This Day In Histroy: The Confederates Defeat the Union at the Second Battle of Sabine Past (1863)

This Day In Histroy: The Confederates Defeat the Union at the Second Battle of Sabine Past (1863)

Ed - September 8, 2016

On this day in 1863, the Second Battle of Sabine Pass, was fought and it is regarded as a Southern victory. A small Confederate force stopped a Union invasion of Texas at the mouth of the Sabine River on the Texas-Louisiana border.

In November 1862, the Confederate General John Bankhead Magruder assumed the command of Texas and territories adjacent to that state. However, the Union had been able to use their superiority at sea, to capture several Texas ports. The Union had control of most of the Texan coastline. Macgruder was an aggressive commander and he and his units go on the offensive. He re-captured Galveston, Texas, on January 1, 1863. Then he was faced with a Union invasion force at the First Battle of Sabine Pass in February of 1863. After Magruder’s forces drove the Union ships away, at this battle, the rebels were left with two harbors from which to operate and from these ships, known as blockade runners are able to keep the south supplied with key supplies such as arms and gunpowder.

 

In the summer of 1863, launched an expedition to retake Sabine Pass. General William Franklin was given an amphibious force that included gunboats, and nearly 6,000 soldiers. This force sailed from New Orleans, which was in the hands of the Union.

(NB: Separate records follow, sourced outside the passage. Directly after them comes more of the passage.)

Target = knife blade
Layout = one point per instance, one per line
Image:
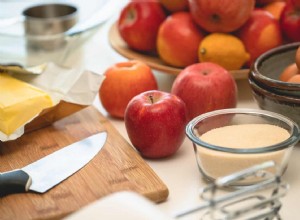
(45, 173)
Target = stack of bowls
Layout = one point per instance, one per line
(269, 92)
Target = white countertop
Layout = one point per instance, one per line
(179, 172)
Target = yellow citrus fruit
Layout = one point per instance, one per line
(224, 49)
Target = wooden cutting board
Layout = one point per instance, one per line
(115, 168)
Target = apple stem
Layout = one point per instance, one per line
(151, 99)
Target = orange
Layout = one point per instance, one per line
(289, 72)
(224, 49)
(275, 8)
(295, 79)
(122, 81)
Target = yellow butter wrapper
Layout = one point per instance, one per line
(19, 103)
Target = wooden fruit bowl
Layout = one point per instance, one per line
(154, 62)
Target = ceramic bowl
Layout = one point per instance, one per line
(268, 99)
(217, 159)
(268, 67)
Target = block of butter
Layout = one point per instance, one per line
(20, 102)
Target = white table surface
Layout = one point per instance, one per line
(179, 172)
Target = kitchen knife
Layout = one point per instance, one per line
(47, 172)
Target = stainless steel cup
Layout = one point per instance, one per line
(46, 23)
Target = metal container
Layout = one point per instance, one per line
(45, 25)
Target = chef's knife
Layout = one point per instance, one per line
(47, 172)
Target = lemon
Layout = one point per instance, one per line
(224, 49)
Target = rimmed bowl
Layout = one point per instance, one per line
(267, 68)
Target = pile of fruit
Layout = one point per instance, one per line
(232, 34)
(206, 39)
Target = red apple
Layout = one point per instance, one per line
(225, 16)
(138, 24)
(290, 20)
(122, 82)
(175, 5)
(155, 122)
(205, 87)
(256, 33)
(178, 40)
(261, 3)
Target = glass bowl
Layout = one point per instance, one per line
(251, 137)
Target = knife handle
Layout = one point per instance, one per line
(16, 181)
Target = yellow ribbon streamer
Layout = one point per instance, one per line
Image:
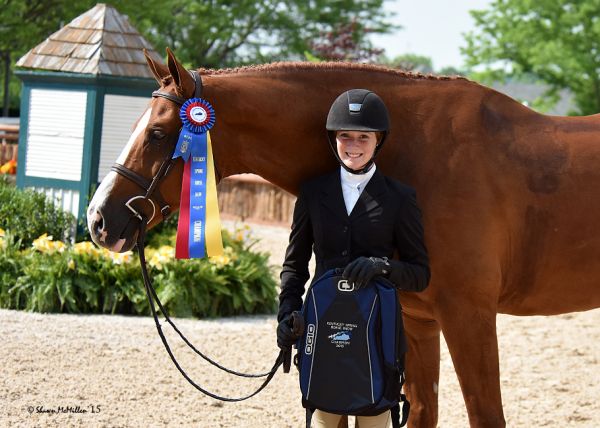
(214, 240)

The Union force arrived in Texas and tried to take the Sabine Pass in a surprise attack. The area was protected by Fort Griffin and it was garrisoned by a Confederate unit of 47 Irish immigrants, commanded by Richard Dowling. They were heavily outnumbered, by about 100 to one. However, they did have some fixed pieces of artillery and these were to prove decisive.

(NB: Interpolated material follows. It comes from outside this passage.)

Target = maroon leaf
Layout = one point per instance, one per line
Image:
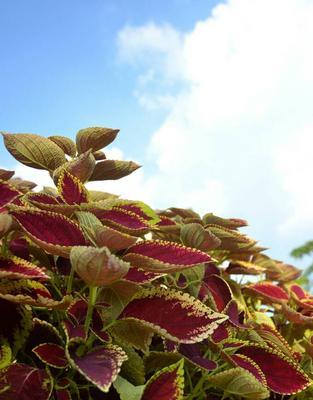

This Day In Histroy: The Confederates Defeat the Union at the Second Battle of Sabine Past (1863)
Illustration of the Union blockade of the South (1862)

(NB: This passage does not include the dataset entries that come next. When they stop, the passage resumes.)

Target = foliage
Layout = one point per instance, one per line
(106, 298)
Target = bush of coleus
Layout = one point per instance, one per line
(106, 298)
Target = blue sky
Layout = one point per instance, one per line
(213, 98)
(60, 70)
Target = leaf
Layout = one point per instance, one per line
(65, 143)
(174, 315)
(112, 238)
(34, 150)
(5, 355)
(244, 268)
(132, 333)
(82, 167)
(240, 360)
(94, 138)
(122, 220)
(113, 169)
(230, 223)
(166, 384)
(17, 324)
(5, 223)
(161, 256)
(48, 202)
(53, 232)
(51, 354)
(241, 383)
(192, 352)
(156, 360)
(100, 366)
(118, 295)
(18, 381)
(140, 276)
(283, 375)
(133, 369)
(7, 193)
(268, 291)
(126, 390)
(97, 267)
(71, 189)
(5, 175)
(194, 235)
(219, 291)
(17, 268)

The Union assault commenced in the afternoon, and the cannons from Fort Griffin quickly cut into the Union flotilla. The cannon fire damaged two of the gunboats and another one was forced to run aground. The troop transports ran into trouble, and one Union ship turned around without firing a shot when its crew disobeyed orders and refused to go any further. The Yankee’s amphibious force was in disarray and returned to New Orleans. The general in charge of the failed operation was severely criticized for his failure. The confederate garrison at Fort Griffin were applauded as heroes in Texas and elsewhere in the Confederacy. They had not lost a single many, while the North had suffered 100 casualties.

 

The defeat of the Union force did not end their plans to invade Texas. The Union launched an attack in the area of the Rio Grande Valley and this was part of an attempt to cut the South off from supplies from Mexico and to tighten the Union blockade of the Confederacy.